Expressing emotions also strengthens relationships: openness fosters intimacy and trust, while bottled-up feelings create distance. It even benefits physical health — chronic emotional suppression is associated with higher blood pressure and reduced immunity.

Neuroscience research has shows that putting emotions into words, simply naming an emotion reduces its intensity, soothes the nervous system and helps us process experiences

The Gentle work of Therapy: Find your path and Go at your own pace

In therapy, the work is often not to “force” feelings out, but to gently normalize, build trust, and create safety so you can approach them at your own pace.

The struggle to talk about feelings is actually part of the healing journey itself.
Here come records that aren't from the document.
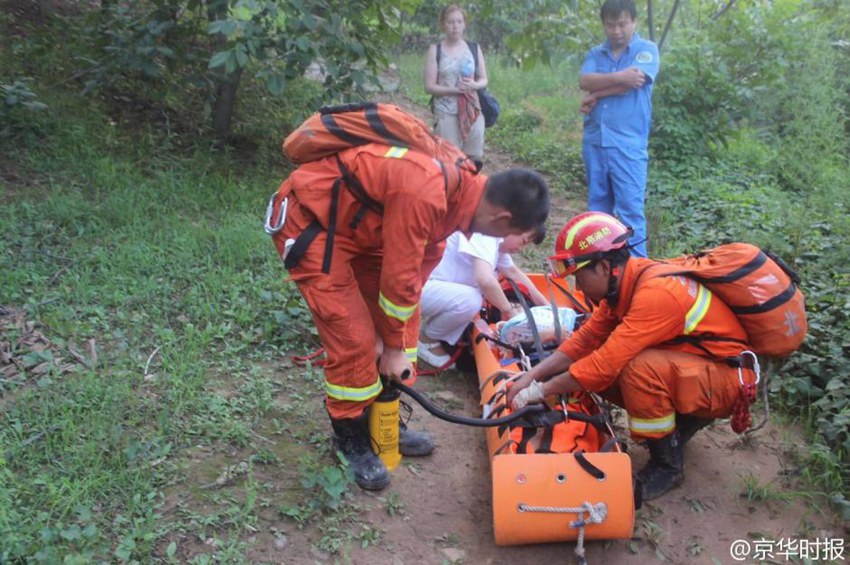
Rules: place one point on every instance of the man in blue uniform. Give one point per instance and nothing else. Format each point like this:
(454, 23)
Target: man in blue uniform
(619, 75)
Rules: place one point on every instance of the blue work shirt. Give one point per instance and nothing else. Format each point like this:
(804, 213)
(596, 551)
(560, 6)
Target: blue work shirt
(622, 120)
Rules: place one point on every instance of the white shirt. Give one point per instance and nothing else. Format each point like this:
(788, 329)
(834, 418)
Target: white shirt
(456, 265)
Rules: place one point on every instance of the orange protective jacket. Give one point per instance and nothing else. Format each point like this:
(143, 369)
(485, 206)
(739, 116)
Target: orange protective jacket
(423, 202)
(652, 312)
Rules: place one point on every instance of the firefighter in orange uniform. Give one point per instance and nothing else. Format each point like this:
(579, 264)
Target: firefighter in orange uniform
(662, 347)
(362, 231)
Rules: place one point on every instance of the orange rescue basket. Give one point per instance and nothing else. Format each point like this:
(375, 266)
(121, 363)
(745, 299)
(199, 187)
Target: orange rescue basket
(548, 484)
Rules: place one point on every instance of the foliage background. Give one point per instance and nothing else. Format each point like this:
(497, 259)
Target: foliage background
(130, 220)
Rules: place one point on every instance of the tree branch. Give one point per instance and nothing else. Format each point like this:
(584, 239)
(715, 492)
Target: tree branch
(668, 24)
(723, 10)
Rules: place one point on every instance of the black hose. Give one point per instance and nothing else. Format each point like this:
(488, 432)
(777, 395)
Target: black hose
(530, 410)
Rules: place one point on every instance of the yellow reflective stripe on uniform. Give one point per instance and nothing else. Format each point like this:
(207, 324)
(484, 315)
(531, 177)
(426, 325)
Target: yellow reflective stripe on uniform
(402, 313)
(351, 393)
(653, 425)
(411, 354)
(698, 310)
(396, 152)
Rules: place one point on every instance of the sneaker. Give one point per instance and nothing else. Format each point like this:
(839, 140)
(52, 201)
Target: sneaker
(434, 359)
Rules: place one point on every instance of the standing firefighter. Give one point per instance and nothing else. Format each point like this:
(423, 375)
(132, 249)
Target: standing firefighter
(659, 344)
(363, 229)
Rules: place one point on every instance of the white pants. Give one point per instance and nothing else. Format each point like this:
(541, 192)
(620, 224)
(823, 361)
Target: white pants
(447, 308)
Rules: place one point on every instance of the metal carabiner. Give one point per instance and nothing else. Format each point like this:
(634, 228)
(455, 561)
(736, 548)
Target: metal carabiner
(563, 404)
(756, 367)
(273, 228)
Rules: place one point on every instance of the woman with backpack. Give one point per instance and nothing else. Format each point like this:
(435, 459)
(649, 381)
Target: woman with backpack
(454, 73)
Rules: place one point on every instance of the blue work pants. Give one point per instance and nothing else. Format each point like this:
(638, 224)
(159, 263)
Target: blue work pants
(616, 185)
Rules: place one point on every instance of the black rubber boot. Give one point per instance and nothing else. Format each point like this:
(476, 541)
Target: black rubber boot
(665, 470)
(687, 425)
(414, 444)
(351, 437)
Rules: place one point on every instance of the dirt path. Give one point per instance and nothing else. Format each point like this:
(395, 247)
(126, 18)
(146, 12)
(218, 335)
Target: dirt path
(443, 512)
(438, 509)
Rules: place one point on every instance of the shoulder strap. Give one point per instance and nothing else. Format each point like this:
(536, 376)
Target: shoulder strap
(473, 47)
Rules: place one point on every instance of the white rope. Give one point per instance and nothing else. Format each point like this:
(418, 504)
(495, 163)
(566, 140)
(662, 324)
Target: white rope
(596, 514)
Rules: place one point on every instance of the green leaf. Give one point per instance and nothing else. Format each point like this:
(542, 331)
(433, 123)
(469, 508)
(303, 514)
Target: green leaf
(276, 85)
(241, 56)
(71, 533)
(218, 59)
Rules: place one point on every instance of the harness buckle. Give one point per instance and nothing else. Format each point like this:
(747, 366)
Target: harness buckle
(271, 226)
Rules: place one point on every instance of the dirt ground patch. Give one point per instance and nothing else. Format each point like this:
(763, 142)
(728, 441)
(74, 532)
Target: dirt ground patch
(733, 490)
(446, 511)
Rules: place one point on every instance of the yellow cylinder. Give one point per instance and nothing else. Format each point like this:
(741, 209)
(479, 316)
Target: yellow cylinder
(384, 428)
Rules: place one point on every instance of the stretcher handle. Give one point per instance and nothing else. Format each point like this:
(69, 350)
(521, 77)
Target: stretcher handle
(528, 410)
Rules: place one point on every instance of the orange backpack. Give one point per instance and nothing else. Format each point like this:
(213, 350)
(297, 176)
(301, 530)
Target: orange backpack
(759, 288)
(334, 128)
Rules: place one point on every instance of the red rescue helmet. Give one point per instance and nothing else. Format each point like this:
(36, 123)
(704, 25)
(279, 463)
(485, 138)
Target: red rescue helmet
(585, 238)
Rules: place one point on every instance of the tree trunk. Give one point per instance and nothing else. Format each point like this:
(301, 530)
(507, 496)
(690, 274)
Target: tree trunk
(668, 24)
(225, 100)
(227, 83)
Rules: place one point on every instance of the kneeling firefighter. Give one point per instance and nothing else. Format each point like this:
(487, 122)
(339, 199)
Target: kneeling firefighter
(663, 347)
(359, 232)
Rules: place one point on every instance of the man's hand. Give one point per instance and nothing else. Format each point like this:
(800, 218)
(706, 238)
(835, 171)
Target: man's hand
(632, 77)
(519, 384)
(529, 395)
(513, 310)
(394, 365)
(588, 103)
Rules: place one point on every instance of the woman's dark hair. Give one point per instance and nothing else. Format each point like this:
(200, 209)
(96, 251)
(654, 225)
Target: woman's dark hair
(612, 9)
(524, 193)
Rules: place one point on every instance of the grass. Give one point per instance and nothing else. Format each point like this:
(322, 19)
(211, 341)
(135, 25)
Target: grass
(153, 252)
(160, 260)
(539, 124)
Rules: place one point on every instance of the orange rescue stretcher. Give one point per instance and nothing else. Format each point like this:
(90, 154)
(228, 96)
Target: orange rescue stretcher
(564, 482)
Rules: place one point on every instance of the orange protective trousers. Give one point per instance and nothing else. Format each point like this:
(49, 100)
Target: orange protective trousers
(658, 383)
(344, 303)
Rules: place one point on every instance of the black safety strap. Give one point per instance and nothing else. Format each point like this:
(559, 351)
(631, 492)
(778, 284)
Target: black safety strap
(546, 441)
(512, 348)
(527, 434)
(302, 242)
(538, 344)
(496, 396)
(555, 312)
(329, 242)
(583, 308)
(774, 302)
(373, 118)
(589, 467)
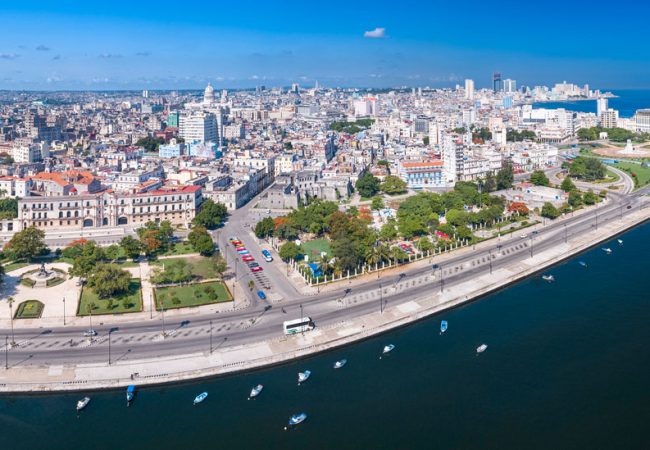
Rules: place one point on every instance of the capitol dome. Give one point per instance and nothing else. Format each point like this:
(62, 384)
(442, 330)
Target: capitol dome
(208, 95)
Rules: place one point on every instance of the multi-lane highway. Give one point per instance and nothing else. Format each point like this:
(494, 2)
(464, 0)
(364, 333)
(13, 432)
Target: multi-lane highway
(258, 322)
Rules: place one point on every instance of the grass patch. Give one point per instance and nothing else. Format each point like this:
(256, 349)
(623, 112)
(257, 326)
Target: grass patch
(314, 248)
(29, 309)
(191, 295)
(179, 248)
(128, 302)
(642, 173)
(16, 265)
(201, 266)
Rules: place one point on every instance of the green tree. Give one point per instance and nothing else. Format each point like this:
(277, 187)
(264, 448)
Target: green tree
(367, 185)
(393, 185)
(109, 280)
(567, 185)
(377, 203)
(505, 176)
(132, 247)
(210, 215)
(590, 198)
(549, 211)
(201, 241)
(27, 243)
(539, 178)
(289, 250)
(265, 227)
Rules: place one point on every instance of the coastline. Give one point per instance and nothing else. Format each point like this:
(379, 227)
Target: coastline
(193, 367)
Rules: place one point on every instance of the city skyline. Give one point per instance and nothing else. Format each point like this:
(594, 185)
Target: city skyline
(162, 46)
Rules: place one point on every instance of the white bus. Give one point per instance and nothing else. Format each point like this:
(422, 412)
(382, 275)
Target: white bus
(298, 325)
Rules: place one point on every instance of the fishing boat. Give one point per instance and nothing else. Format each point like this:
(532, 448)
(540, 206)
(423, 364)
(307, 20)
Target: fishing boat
(130, 393)
(199, 398)
(257, 390)
(340, 363)
(296, 419)
(303, 376)
(387, 349)
(81, 404)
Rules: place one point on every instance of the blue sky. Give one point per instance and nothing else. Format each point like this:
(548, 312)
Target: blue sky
(135, 44)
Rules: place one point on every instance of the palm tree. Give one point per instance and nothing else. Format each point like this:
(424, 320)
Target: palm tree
(10, 300)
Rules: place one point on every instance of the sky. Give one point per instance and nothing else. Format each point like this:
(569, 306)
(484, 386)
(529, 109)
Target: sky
(184, 44)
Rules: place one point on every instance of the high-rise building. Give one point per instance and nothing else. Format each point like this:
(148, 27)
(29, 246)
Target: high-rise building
(497, 85)
(601, 105)
(198, 126)
(609, 118)
(469, 89)
(509, 86)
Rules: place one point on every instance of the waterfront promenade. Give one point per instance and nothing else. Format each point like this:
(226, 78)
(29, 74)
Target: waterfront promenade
(395, 305)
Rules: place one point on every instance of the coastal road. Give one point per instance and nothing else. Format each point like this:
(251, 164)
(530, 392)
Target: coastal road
(66, 345)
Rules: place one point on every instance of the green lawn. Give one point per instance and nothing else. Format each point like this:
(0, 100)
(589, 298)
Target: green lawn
(643, 173)
(191, 295)
(201, 266)
(132, 298)
(16, 265)
(314, 248)
(180, 248)
(29, 309)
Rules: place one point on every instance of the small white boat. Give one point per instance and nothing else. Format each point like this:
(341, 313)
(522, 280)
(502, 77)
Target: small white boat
(296, 419)
(303, 376)
(257, 390)
(387, 349)
(81, 404)
(199, 398)
(340, 363)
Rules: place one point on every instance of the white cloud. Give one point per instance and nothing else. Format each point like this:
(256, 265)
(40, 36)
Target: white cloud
(377, 33)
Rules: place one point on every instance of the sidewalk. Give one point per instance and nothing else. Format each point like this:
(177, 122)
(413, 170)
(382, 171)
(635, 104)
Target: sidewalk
(283, 348)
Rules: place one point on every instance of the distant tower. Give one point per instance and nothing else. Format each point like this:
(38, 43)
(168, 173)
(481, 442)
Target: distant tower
(208, 95)
(469, 89)
(496, 82)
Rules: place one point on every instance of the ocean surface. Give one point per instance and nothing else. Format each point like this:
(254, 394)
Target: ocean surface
(567, 367)
(627, 102)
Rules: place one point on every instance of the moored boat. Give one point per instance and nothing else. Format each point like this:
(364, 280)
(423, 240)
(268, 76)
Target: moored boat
(303, 376)
(199, 398)
(387, 349)
(340, 363)
(257, 390)
(130, 393)
(81, 404)
(296, 419)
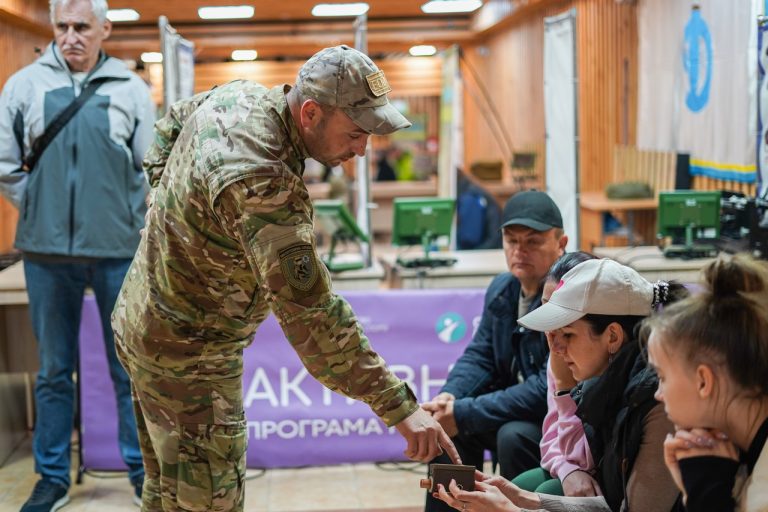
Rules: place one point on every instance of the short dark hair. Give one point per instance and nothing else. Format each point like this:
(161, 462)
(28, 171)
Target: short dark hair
(566, 262)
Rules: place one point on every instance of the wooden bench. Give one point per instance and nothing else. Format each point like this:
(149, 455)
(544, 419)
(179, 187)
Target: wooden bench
(657, 168)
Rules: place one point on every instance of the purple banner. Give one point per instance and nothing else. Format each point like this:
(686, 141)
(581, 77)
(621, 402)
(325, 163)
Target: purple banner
(292, 419)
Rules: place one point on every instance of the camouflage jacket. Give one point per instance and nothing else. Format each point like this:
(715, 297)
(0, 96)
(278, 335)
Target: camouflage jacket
(229, 238)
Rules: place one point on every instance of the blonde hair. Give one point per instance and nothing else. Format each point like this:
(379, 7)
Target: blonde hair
(726, 324)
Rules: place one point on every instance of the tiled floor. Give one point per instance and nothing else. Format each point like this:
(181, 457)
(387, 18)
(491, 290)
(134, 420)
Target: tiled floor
(363, 487)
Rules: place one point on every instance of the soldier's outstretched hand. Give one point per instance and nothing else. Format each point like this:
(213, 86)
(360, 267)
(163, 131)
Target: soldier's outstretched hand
(426, 438)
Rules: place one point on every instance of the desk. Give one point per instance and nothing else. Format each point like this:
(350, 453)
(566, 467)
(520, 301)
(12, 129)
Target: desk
(594, 204)
(371, 278)
(473, 269)
(652, 265)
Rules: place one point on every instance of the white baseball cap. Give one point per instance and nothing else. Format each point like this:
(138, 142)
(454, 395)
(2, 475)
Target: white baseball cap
(600, 287)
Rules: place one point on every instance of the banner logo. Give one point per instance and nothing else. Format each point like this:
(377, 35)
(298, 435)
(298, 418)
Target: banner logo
(450, 327)
(696, 33)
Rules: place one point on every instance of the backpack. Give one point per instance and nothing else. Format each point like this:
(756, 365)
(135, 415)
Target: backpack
(471, 207)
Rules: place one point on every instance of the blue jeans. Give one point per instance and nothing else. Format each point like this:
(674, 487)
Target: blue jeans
(55, 305)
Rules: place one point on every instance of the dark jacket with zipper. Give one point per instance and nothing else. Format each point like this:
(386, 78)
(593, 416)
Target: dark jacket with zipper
(85, 197)
(501, 376)
(613, 408)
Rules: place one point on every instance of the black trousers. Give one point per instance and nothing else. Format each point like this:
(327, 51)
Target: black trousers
(515, 447)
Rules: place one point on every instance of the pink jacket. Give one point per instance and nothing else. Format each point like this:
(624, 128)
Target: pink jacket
(564, 447)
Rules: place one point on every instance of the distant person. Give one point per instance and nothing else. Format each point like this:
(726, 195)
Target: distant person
(478, 216)
(81, 206)
(495, 397)
(229, 240)
(384, 169)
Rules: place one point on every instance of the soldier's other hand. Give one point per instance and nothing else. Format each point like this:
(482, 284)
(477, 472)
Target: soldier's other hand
(425, 438)
(439, 403)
Over time, clients learn that feelings can be spoken, felt, and survived—without catastrophe.

Words are not always the first or easiest way to express emotion.

For the client who said, “I just don’t have the words,” I suggested writing things down during and between sessions. He later shared with some surprise, “I couldn’t say it out loud, but I could write it down.” That became his pathway. Gradually, the writing helped him discover the language he needed.

Gentle Reminders

  • You’re in control of how much we talk about right now. It’s okay to slow down or take breaks.

  • Feeling overwhelmed is a common response. You’re not doing it wrong.

  • Reframe “struggling to talk about feelings” as part of your healing, not a failure.

  • Therapy is about building safety and trust — one step at a time.